In the room, everything magnified: cinders dropping on the hearth, a
tiny scratching at the baseboard, the smell of ink, the etch of the fleur de lis
on the button.
I took a clean sheet of stationery.
19 January 1827
Dear Handful,
My heart is full. I try to imagine you with Charlotte and a
new sister, and I can’t dream what you must feel. I’m happy
for you. At the same time, I’m sad to know of the scars your
mother bears, all the horrors she must have lived through.
But I won’t focus on that now, only on your togetherness.
Did you know once, when we were girls, Charlotte made
me vow that one day I would do whatever I could to help you
get free? We were out by the woodpile where the little
orphaned barn owl lived. I remember it like yesterday.
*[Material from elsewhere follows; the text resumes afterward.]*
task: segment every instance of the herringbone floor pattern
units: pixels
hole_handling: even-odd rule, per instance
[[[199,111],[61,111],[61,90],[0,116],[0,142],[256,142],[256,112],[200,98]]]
I
confess now, that’s why I taught you to read. I told myself
reading was a kind of freedom, the only one I could give. I’m
sorry, Handful. I’m sorry I couldn’t keep the vow any better.
I still have the silver button you rescued after I tossed it
out. As I write you now, it sits beside the inkwell, reminding
me of the destiny I always believed was inside of me,
waiting. How can I explain such a thing? I simply know it
the way I know there’s an oak tree inside an acorn. I’ve been
filled with a hunger to grow this seed my whole life. I used to
think I was supposed to become a lawyer, perhaps because

that’s what Father and Thomas did, but it was never that.
These days, I feel inspired to become a Quaker minister.
Doing so will at least provide me a way to do what I tried to
do on my eleventh birthday, that day you were cruelly given
to me to own. It will allow me to tell whoever might listen
that I can’t accept this, that we can’t accept slavery, it must
end. That’s what I was born for—not the ministry, not the
law, but abolition. I’ve come to know it only this night, but it
has always been the tree in the acorn.
Tell your mother I’m glad she has found you again. Greet
your sister for me. I’ve failed in many things, even in my
love for you, but I think of you as my friend.